/mimic3-benchmarks

Python suite to construct benchmark machine learning datasets from the MIMIC-III clinical database.

Primary LanguagePythonMIT LicenseMIT

MIMIC-III Benchmarks

Join the chat at https://gitter.im/YerevaNN/mimic3-benchmarks Python suite to construct benchmark machine learning datasets from the MIMIC-III clinical database. Currently, we are focused on building a multitask learning benchmark dataset that includes four key inpatient clinical prediction tasks that map onto core machine learning problems: prediction of mortality from early admission data (classification), real-time detection of decompensation (time series classification), forecasting length of stay (regression), and phenotype classification (multilabel sequence classification).

News

  • 2017 March 23: We are pleased to announce the first official release of these benchmarks. We expect to release a revision within the coming months that will add at least ~50 additional input variables. We are likewise pleased to announce that the manuscript associated with these benchmarks is now available on arXiv.

Citation

If you use this code or these benchmarks in your research, please cite the following publication: Hrayr Harutyunyan, Hrant Khachatrian, David C. Kale, and Aram Galstyan. Multitask Learning and Benchmarking with Clinical Time Series Data. arXiv:1703.07771 which is now available on arXiv. This paper is currently under review for SIGKDD and if accepted, the citation will change. Please be sure also to cite the original MIMIC-III paper.

Motivation

Despite rapid growth in research that applies machine learning to clinical data, progress in the field appears far less dramatic than in other applications of machine learning.
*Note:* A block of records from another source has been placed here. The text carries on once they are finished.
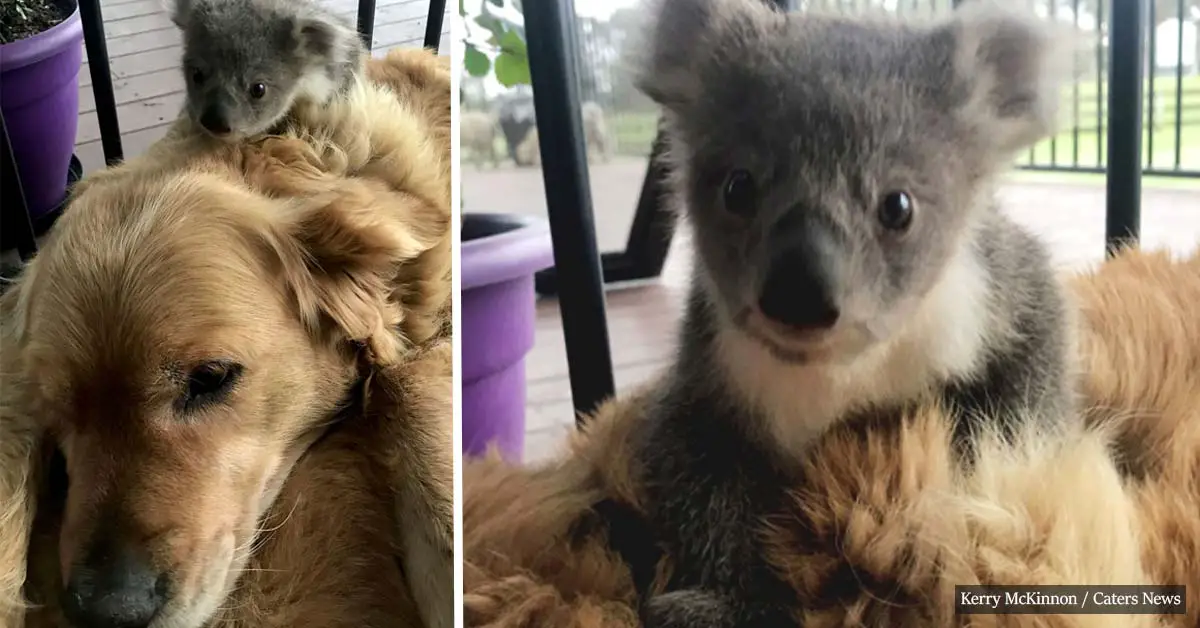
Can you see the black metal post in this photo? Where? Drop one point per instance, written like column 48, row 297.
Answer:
column 1126, row 60
column 101, row 79
column 18, row 228
column 649, row 235
column 550, row 28
column 366, row 22
column 433, row 24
In image recognition, for example, the winning error rates in the ImageNet Large Scale Visual Recognition Challenge (ILSVRC) plummeted almost 90% from 2010 (0.2819) to 2016 (0.02991). There are many reasonable explanations for this discrepancy: clinical data sets are inherently noisy and uncertain and often small relative to their complexity, and for many problems of interest, ground truth labels for training and evaluation are unavailable.

However, there is another, simpler explanation: practical progress has been difficult to measure due to the absence of community benchmarks like ImageNet. Such benchmarks play an important role in accelerating progress in machine learning research. For one, they focus the community on specific problems and stoke ongoing debate about what those problems should be. They also reduce the startup overhead for researchers moving into a new area. Finally and perhaps most important, benchmarks facilitate reproducibility and direct comparison of competing ideas.

Here we present four public benchmarks for machine learning researchers interested in health care, built using data from the publicly available Medical Information Mart for Intensive Care (MIMIC-III) database (paper, website). Our four clinical prediction tasks are critical care variants of four opportunities to transform health care using in "big clinical data" as described in Bates, et al, 2014:

  • early triage and risk assessment, i.e., mortality prediction
  • prediction of physiologic decompensation
  • identification of high cost patients, i.e. length of stay forecasting
  • characterization of complex, multi-system diseases, i.e., acute care phenotyping

In Harutyunyan, Khachatrian, Kale, and Galstyan 2017, we propose a multitask RNN architecture to solve these four tasks simultaneously and show that this model generally outperforms strong single task baselines.

Requirements

We do not provide the MIMIC-III data itself. You must acquire the data yourself from https://mimic.physionet.org/. Specifically, download the CSVs. Otherwise, generally we make liberal use of the following packages:

  • numpy
  • pandas

For logistic regression baselines sklearn is required. LSTM models use Keras.

Building a benchmark

Here are the required steps to build the benchmark. It assumes that you already have MIMIC-III dataset (lots of CSV files) on the disk.

  1. Clone the repo.

    git clone https://github.com/YerevaNN/mimic3-benchmarks/
    cd mimic3-benchmarks/
    
  2. Add the path to the PYTHONPATH (sorry for this).

    export PYTHONPATH=$PYTHONPATH:[PATH TO THIS REPOSITORY]
    
  3. The following command takes MIMIC-III CSVs, generates one directory per SUBJECT_ID and writes ICU stay information to data/[SUBJECT_ID/stays.csv, diagnoses to data/[SUBJECT_ID]/diagnoses.csv, and events to data/[SUBJECT_ID]/events.csv. This step might take around an hour.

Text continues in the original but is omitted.